“Bütün hayatı, hüzünlü şafaklardan boğucu karanlıklara kadar, etrafını sarmış olan fakirlerin kokusuna bulanarak geçti.”
19. yüzyılın en büyük yazarlarından biri olan ve eserleri hâlâ konuşulan Dostoyevski’nin yaşamı oldukça ilginçti. Hasta bir anne ve mutsuz bir babanın oğlu olan bu büyük yazar hayatını acılar ve yoksulluklar içinde geçirdi. Her zaman şefkat aradı. Sanatına saygılıydı ve âşıktı. Tutkuluydu ve işkenceler içinde kıvranıyordu. Maddi sıkıntılar yakasını bir türlü bırakmadı: “İlk romanımla borçlarımı ödemem lazım, bu roman başarıya ulaşmazsa kendimi asmam kaçınılmazdır. Kendime iki kuruş bulmak için pantolonlarımı rehin bırakmam gerekti. Çocuğumuzu emziren karım, son kalan kışlık yün etekliğini rehin bırakacak!
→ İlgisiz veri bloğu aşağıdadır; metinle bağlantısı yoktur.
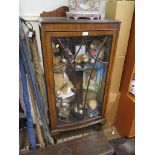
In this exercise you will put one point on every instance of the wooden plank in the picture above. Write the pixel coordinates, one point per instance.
(96, 144)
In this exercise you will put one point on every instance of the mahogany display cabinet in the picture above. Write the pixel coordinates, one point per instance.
(78, 58)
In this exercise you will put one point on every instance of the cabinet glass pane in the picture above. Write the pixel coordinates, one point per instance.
(80, 67)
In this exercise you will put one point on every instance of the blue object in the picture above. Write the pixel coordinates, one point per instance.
(29, 122)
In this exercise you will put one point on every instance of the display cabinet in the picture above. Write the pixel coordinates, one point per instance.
(78, 58)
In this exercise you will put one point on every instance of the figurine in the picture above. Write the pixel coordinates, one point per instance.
(82, 58)
(78, 111)
(63, 86)
(95, 46)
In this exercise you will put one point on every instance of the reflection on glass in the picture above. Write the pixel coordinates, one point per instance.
(80, 67)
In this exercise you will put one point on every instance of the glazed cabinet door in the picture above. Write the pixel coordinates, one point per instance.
(78, 65)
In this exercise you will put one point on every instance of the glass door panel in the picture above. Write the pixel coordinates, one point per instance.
(80, 67)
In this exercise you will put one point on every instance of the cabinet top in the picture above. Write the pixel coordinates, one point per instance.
(66, 20)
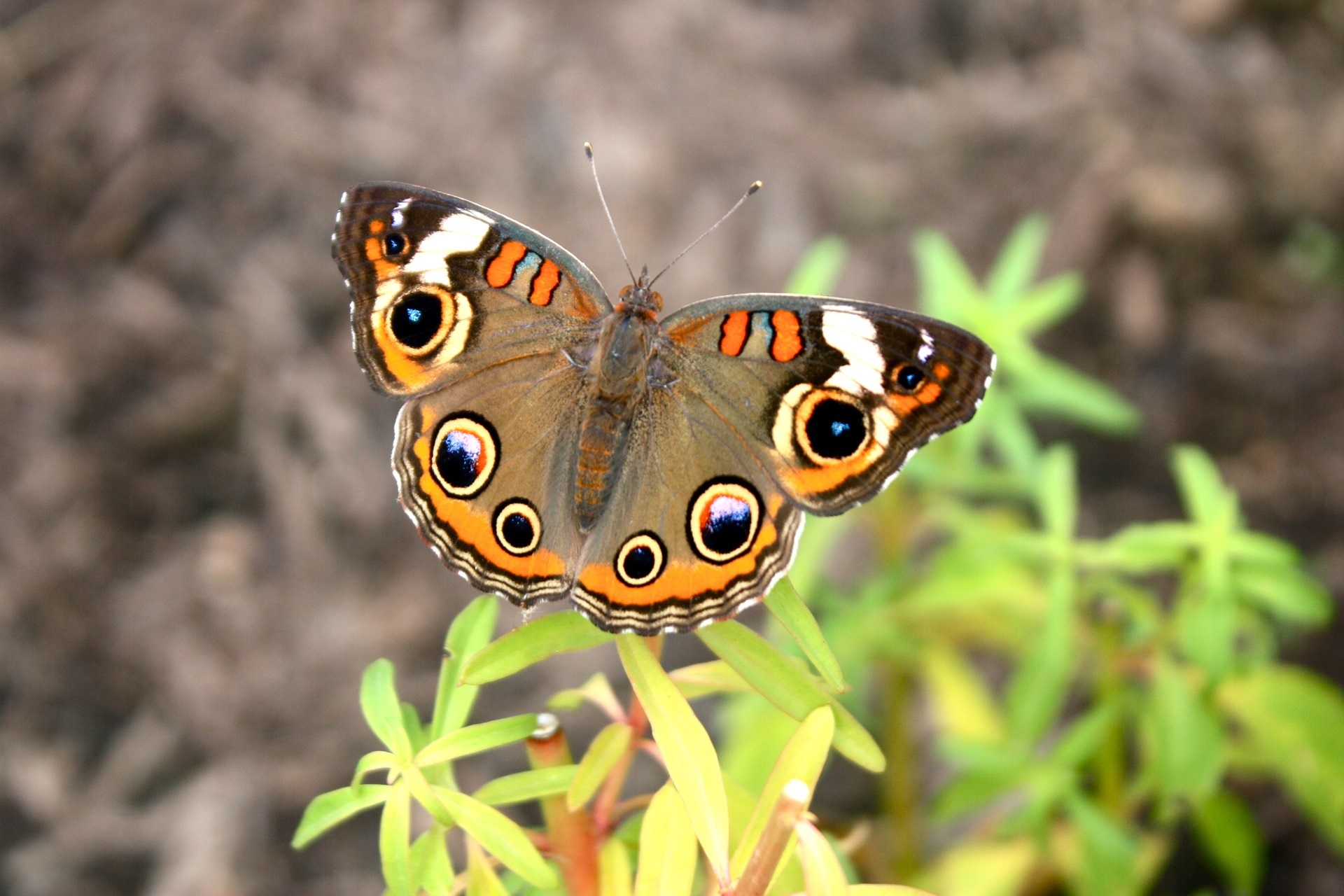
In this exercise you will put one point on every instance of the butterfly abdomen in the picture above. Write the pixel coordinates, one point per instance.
(617, 381)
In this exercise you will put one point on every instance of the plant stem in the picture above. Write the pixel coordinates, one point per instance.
(574, 844)
(901, 780)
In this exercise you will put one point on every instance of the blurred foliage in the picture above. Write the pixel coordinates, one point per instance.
(1093, 697)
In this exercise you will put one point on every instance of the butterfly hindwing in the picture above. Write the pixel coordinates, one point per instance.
(442, 288)
(832, 396)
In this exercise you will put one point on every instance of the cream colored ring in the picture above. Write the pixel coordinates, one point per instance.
(527, 512)
(641, 540)
(448, 316)
(701, 512)
(804, 414)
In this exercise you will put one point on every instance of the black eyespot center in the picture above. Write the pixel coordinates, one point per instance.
(909, 378)
(836, 429)
(417, 318)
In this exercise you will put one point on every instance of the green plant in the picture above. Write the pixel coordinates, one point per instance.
(1140, 682)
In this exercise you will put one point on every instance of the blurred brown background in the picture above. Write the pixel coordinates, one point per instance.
(200, 542)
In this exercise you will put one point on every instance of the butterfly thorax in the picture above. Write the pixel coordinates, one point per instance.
(617, 382)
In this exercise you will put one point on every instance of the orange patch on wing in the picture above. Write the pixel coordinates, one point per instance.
(682, 580)
(500, 270)
(543, 285)
(476, 530)
(734, 332)
(788, 337)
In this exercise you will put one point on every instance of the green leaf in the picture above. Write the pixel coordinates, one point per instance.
(472, 739)
(502, 837)
(1294, 723)
(1018, 261)
(432, 869)
(1227, 833)
(802, 760)
(613, 869)
(667, 846)
(394, 841)
(1047, 304)
(603, 754)
(482, 879)
(710, 678)
(470, 630)
(946, 286)
(1109, 853)
(523, 786)
(790, 688)
(819, 269)
(1189, 742)
(335, 806)
(533, 643)
(797, 620)
(686, 747)
(1287, 593)
(382, 710)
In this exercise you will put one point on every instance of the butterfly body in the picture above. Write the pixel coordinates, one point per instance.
(654, 470)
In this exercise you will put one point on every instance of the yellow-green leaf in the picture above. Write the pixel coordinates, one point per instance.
(667, 848)
(687, 750)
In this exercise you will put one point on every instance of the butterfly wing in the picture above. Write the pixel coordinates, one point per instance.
(442, 288)
(831, 396)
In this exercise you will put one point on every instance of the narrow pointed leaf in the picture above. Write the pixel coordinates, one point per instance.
(601, 757)
(523, 786)
(613, 869)
(533, 643)
(335, 806)
(667, 848)
(382, 710)
(687, 750)
(470, 630)
(394, 841)
(797, 620)
(790, 688)
(822, 869)
(802, 760)
(500, 836)
(472, 739)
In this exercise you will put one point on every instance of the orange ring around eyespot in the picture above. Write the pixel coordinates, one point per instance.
(699, 514)
(470, 428)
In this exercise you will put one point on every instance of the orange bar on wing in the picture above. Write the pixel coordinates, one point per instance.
(500, 272)
(543, 285)
(734, 333)
(788, 336)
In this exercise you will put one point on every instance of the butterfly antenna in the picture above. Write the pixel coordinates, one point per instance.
(588, 149)
(736, 206)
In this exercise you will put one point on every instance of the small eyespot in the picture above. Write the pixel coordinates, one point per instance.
(640, 561)
(465, 454)
(831, 426)
(420, 320)
(723, 519)
(518, 528)
(907, 378)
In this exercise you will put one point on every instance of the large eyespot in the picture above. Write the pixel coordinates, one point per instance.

Ve tüm bunların inadına, işte iki gündür buraya kar yağıyor.”
Fransız yazar, şair ve tarihçi André Suarès bu kitapta, “büyük deha” diye tanımladığı Dostoyevski’nin hayatını, tutkularını, sanatını, Rus kişiliğini ve bilinmeyen yönlerini akıcı bir dille anlatıyor.